We call these “occupiers’ liability claims” (https://www.legislation.gov.uk/ukpga/1984/3).

They include all sorts of accidents in all types of places, such as slipping in a supermarket or tripping in a park, an accident in a children’s play area, a shop, or a garage.

In such cases, the Occupiers Liability Act 1957 will be relevant.



Owners/occupiers of premises have a duty to take reasonable care for the safety of people who are on the premises.

If there is a dispute about whether somebody is an occupier or not, we look to who controls the premises.

The duty is to take such care as in all the circumstances is reasonable to ensure that any visitor to the premises will be safe for the purpose for which they are invited or permitted to be there.

Those responsible for premises need to carry out risk assessments. They need to take steps to ensure that if there are any risks, they are reduced or eliminated. For example, a supermarket should have a policy of inspecting the store and dealing with spillages or trip hazards. This is why you often hear on the tannoy an announcement for the instore cleaner to make their way to an aisle to clean up a spill. If the supermarket did not take steps to clean a hazard immediately and an accident happened, they would be responsible for any injury caused.  Moreover, the occupier should have a system of regular inspections.

If there is a play area in a park, the equipment must be regularly inspected and repaired. Warning signs should be put up where necessary.

If the entrance to a shop can get wet when it rains, a reasonable system would include a suitable anti-slip mat, a wet floor sign and a regular system of inspection and cleaning.

Certain things are looked at when deciding whether there may have been negligence :

  1. The nature of the danger;
  2.  The seriousness of the risk of injury;
  3. The cost of steps to avoid the danger;
  4. Any warning of the danger.

A shop or store invites people into the premises for the purpose of purchasing goods. Lots of people will come and go. If it is obvious that rainwater builds up, then the duty to keep an eye on that is clear. Steps to avoid such a danger are not costly. A mat, a warning sign, regular inspections. Failure to do this would point to negligence.

CCTV can prove useful as well. Not only of any accident itself but also, for the day in question as a whole. If the occupier suggests that it has a reasonable system in place then the CCTV will shed some light on that. Did they inspect the floor before the accident? How often? Was there a wet floor sign up?

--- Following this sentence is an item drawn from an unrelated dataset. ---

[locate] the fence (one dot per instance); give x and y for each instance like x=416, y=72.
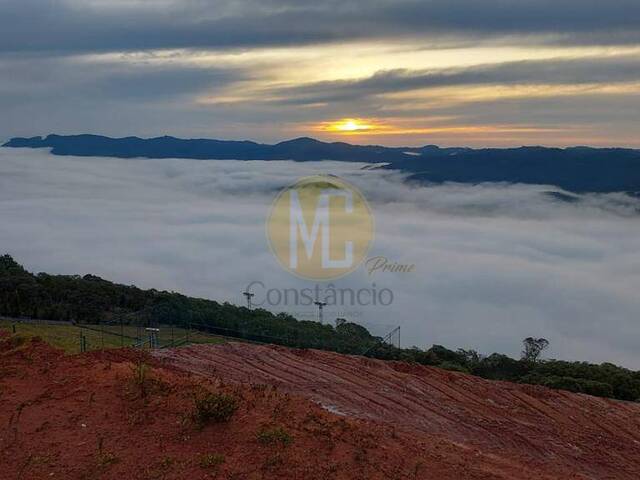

Other types of accidents might involve trip/slip hazards. For example, a set of steps which do not have anti-slip edging, or an oil spillage on the floor in a garage, or a broken step, or even ice on a shop/store car park where no gritting has taken place. The same principles will apply. Risks must be assessed and action taken to prevent accidents. If the occupier is unable to provide evidence of a reasonable system of inspection, maintenance and repair, then negligence may be found.

We understand that such accidents can have a serious impact upon you. Not only in relation to an injury but also, they can cause you to take time off work and suffer lost earnings.